In Delhi, where I grew up, commerce is brusque. You don't ask
In Delhi, where I grew up, commerce is brusque. You don't ask each other how your day has been. You might not even smile. I'm not saying this is ideal - it's how it is. You're tied together by a transaction. The customer doesn't tremble before complaining about how cold his food is.
The words of Karan Mahajan are spoken with the blunt clarity of one recalling the soil from which he came: “In Delhi, where I grew up, commerce is brusque. You don't ask each other how your day has been. You might not even smile. I'm not saying this is ideal—it’s how it is. You're tied together by a transaction. The customer doesn't tremble before complaining about how cold his food is.” At first glance, it may seem a portrait of a marketplace. Yet deeper still, it is a meditation on the nature of human exchange, on how culture shapes the way we give and demand, on how honesty sometimes takes the place of courtesy.
The meaning here lies in the word brusque. In Delhi’s rhythm, commerce is stripped of pretense. The mask of politeness is cast aside, and all that remains is the raw bond of transaction. There is no false smile to soften the deal, no delicate ritual to cloak the exchange. Instead, there is directness, sometimes harsh, but never hidden. Mahajan does not glorify it, nor condemn it—he simply reveals it as the ground of his upbringing, a truth both unvarnished and instructive.

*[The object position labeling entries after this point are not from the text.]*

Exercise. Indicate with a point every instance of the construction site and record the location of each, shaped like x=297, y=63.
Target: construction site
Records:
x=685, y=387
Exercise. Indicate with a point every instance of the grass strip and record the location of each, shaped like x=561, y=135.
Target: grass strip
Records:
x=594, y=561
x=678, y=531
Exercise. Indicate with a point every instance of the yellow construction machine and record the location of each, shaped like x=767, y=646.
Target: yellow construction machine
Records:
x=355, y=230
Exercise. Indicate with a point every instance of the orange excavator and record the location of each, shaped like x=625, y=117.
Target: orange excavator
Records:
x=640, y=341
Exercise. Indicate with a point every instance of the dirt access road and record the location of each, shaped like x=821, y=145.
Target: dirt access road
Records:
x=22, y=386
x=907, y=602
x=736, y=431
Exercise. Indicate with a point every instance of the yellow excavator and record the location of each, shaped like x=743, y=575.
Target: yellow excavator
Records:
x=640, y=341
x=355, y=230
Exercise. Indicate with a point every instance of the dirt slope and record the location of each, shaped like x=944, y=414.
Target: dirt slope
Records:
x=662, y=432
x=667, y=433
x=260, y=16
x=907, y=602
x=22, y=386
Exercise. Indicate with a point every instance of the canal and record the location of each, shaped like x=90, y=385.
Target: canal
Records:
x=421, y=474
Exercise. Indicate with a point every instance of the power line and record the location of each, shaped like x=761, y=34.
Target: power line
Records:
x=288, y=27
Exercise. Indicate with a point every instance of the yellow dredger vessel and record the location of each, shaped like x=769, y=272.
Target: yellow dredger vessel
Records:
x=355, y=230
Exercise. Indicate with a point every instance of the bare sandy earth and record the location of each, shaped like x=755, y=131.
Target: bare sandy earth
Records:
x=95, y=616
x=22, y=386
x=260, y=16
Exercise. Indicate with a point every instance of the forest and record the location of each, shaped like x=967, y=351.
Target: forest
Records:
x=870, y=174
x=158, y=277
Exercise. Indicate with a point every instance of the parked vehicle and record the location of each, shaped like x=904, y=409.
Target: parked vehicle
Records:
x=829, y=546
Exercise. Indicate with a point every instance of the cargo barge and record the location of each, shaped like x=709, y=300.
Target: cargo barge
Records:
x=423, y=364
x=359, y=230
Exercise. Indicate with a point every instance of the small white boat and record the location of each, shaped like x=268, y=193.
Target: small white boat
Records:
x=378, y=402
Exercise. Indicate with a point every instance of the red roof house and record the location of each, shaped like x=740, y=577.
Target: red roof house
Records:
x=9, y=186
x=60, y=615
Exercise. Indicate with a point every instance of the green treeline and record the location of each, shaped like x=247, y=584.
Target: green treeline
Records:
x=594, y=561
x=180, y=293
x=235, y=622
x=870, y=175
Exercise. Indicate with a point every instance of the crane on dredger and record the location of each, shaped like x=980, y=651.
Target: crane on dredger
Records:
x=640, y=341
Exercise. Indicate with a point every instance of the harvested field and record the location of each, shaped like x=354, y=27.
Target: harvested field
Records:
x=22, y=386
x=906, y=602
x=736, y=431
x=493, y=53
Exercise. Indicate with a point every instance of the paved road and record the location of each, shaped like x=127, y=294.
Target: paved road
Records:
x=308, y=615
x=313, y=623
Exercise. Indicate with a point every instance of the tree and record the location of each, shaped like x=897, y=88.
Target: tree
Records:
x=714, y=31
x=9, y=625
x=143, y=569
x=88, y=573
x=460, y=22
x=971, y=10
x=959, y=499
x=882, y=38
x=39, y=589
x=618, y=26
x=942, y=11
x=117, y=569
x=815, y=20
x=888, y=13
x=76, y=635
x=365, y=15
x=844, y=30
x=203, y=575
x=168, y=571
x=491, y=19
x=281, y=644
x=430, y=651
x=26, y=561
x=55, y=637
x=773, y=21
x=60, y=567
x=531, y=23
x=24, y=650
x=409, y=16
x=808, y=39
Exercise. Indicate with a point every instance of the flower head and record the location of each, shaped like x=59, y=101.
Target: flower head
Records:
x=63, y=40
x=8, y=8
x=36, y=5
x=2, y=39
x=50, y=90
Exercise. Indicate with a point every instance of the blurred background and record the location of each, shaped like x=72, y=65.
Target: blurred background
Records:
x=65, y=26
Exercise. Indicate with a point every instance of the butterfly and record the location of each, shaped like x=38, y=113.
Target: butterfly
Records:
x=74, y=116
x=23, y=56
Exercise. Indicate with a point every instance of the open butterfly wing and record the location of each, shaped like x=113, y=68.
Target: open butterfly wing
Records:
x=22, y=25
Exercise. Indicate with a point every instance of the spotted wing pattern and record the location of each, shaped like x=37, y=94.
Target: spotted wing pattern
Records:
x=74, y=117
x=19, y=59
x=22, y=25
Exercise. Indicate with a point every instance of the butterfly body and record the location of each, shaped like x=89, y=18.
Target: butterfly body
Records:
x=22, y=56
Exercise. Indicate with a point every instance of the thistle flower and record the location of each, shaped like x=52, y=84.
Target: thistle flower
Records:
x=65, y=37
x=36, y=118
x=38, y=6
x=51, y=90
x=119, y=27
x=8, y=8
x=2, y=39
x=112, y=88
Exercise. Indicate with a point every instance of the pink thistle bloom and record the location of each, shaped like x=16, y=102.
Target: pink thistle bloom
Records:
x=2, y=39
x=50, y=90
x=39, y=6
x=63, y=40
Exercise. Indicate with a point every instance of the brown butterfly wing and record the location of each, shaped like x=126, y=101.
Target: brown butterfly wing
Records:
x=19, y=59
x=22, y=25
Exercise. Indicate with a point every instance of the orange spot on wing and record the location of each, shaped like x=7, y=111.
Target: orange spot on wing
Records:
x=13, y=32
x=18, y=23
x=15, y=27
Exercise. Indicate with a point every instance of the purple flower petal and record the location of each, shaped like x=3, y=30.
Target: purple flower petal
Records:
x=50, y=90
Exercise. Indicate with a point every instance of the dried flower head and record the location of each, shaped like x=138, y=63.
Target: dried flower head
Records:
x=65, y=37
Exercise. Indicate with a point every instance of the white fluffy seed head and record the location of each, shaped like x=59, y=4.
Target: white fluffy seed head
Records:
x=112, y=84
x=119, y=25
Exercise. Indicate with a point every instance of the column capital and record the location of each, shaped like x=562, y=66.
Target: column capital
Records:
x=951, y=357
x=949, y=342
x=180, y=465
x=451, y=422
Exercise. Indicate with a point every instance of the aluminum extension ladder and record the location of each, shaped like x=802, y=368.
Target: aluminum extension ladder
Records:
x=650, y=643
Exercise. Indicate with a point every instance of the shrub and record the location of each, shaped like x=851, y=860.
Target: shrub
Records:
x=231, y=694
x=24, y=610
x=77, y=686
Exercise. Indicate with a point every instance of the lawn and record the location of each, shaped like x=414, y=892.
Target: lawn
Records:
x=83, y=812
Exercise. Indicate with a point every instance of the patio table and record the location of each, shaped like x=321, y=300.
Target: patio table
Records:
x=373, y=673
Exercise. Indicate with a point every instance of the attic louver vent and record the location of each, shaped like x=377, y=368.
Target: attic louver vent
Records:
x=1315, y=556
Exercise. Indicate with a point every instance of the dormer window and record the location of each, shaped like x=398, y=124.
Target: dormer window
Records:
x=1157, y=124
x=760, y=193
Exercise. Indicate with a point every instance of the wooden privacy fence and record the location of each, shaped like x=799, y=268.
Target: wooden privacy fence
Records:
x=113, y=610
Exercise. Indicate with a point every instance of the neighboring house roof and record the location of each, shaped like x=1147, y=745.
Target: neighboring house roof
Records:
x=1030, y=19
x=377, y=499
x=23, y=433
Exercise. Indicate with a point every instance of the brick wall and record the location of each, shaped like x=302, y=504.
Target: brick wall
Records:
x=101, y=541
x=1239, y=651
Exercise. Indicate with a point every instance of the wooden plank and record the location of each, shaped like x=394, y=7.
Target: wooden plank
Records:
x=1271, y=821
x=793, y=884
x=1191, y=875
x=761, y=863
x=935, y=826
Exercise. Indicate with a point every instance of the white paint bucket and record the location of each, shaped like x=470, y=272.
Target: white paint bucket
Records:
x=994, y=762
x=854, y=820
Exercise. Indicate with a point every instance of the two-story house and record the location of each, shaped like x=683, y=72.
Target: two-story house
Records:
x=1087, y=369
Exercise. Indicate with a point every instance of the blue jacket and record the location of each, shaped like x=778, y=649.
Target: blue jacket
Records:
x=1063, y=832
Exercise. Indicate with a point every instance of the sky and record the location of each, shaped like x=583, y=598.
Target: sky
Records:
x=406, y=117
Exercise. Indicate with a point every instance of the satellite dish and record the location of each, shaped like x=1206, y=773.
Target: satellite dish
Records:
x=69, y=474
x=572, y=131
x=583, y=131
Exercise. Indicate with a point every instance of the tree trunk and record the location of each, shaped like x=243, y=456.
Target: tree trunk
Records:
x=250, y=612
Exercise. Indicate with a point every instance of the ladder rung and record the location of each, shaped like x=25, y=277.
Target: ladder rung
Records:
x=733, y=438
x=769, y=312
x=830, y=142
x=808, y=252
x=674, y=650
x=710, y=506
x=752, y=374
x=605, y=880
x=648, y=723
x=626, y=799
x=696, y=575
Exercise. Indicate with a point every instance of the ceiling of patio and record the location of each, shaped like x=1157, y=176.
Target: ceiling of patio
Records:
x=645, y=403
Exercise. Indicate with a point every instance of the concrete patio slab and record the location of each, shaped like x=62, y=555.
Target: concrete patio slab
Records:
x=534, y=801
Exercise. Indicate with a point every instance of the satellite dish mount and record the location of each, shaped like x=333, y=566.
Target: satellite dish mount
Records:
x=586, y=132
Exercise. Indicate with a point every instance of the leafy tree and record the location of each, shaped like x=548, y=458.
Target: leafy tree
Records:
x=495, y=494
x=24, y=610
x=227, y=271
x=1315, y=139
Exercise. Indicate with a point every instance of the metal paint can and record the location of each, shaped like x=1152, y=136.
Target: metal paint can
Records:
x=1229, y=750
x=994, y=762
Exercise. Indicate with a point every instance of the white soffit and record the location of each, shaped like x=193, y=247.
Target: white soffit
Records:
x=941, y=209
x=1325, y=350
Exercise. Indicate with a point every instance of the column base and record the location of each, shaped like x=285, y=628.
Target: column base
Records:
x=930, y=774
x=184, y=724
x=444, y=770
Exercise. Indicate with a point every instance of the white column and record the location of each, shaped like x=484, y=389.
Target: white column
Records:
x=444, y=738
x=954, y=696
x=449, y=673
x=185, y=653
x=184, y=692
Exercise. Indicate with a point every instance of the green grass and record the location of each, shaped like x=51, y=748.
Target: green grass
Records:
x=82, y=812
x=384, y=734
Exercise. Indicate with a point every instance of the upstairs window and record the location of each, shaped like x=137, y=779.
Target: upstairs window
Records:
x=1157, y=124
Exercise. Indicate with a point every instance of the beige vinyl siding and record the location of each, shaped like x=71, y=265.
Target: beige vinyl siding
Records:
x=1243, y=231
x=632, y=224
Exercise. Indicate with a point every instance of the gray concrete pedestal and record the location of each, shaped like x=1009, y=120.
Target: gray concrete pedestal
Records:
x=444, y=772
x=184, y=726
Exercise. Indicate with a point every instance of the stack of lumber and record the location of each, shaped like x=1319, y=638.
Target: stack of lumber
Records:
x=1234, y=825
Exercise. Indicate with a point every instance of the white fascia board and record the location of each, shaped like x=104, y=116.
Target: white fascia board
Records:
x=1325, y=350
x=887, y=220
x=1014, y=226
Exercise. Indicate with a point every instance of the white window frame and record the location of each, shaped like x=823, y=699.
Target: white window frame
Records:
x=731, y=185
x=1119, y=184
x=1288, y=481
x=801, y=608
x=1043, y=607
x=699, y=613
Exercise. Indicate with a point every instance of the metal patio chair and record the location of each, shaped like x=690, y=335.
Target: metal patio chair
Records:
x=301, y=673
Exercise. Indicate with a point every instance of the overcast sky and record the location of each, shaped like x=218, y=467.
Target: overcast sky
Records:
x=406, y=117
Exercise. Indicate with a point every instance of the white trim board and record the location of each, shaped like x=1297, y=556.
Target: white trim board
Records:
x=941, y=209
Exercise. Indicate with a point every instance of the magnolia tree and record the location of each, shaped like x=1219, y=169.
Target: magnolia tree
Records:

The ancients too recognized the varied faces of commerce. In the bazaars of Babylon, merchants haggled fiercely, voices rising like thunder, yet no insult was taken—for the deal was the bond, not the words around it. In contrast, the traders of ancient Japan wrapped transactions in layers of bowing, of honorifics, of ritual courtesy. Neither way was “ideal,” but each reflected the soul of its people. Mahajan’s Delhi is closer to Babylon than Kyoto—fierce, direct, unadorned.
There is also a lesson here about honesty and power. In a brusque culture, the customer does not tremble. He speaks his dissatisfaction plainly: “The food is cold.” This courage of expression, though rough, carries dignity. It refuses to bow before false hierarchies, reminding us that in commerce, as in life, both sides have voice and value. While politeness may oil the wheels, it can also conceal truth. Brusqueness, for all its sharpness, ensures that grievances are heard.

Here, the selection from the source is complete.